The Town of York was a major port serving Williamsburg in the early 1700s. The waterfront was full of wharfs, docks and businesses. Though it is smaller today than in Revolutionary times, Yorktown still functions as an active community. The Riverwalk area is a nice place to enjoy a meal, visit galleries and boutiques, take in the scenic views of the York River and listen to the sounds of The Fifes and Drums and live entertainment. You can rent a bike, kayak or Segway or lounge on the beach.
A free trolley operates daily in Historic Yorktown from spring through fall, 11 a.m. to 5 p.m., with extended hours Memorial Day weekend to Labor Day.
Hotels Near Yorktown
- Duke of York – 508 Water Street (757) 898-3232
- Hornsby House Inn B&B - 702 Main Street (757) 369-0200)

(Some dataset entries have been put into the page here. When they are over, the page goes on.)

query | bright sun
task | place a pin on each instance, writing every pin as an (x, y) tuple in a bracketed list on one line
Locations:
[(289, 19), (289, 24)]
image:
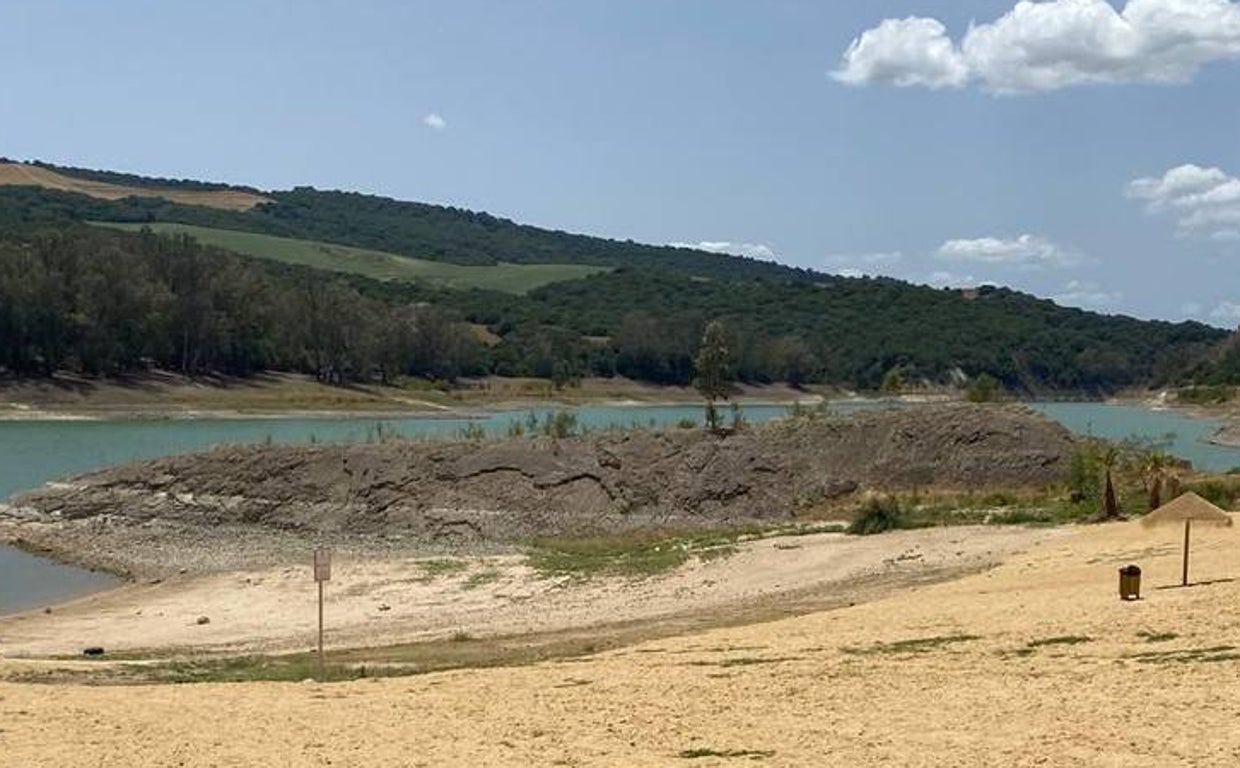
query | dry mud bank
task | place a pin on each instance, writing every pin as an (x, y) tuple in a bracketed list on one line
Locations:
[(252, 506), (382, 602), (1036, 663)]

- Marl Inn Bed & Breakfast - 220 Church Street (757) 898- 3859
- York River Inn Bed & Breakfast - 209 Ambler Street (757) 887--8800
- Candlewood Suites - 329 Commonwealth Drive (757) 952-1120
- Courtyard by Marriott - 105 Cybernetics Way (757) 874-9000
- Crown Inn - 7833 George Washington Hwy. (757) 898-5436
- Red Roof Inn Yorktown - 4531 George Washington Hwy. (757) 283-1111
- Staybridge Suites - 401 Commonwealth Drive (757) 251- 6644
This Historic Triangle is a popular destination for visitors and offers an unparalleled view of colonial America at a time when Virginia was a powerful center of politics, commerce and culture. For a longer getaway, spend some time visiting Jamestown and Williamsburg.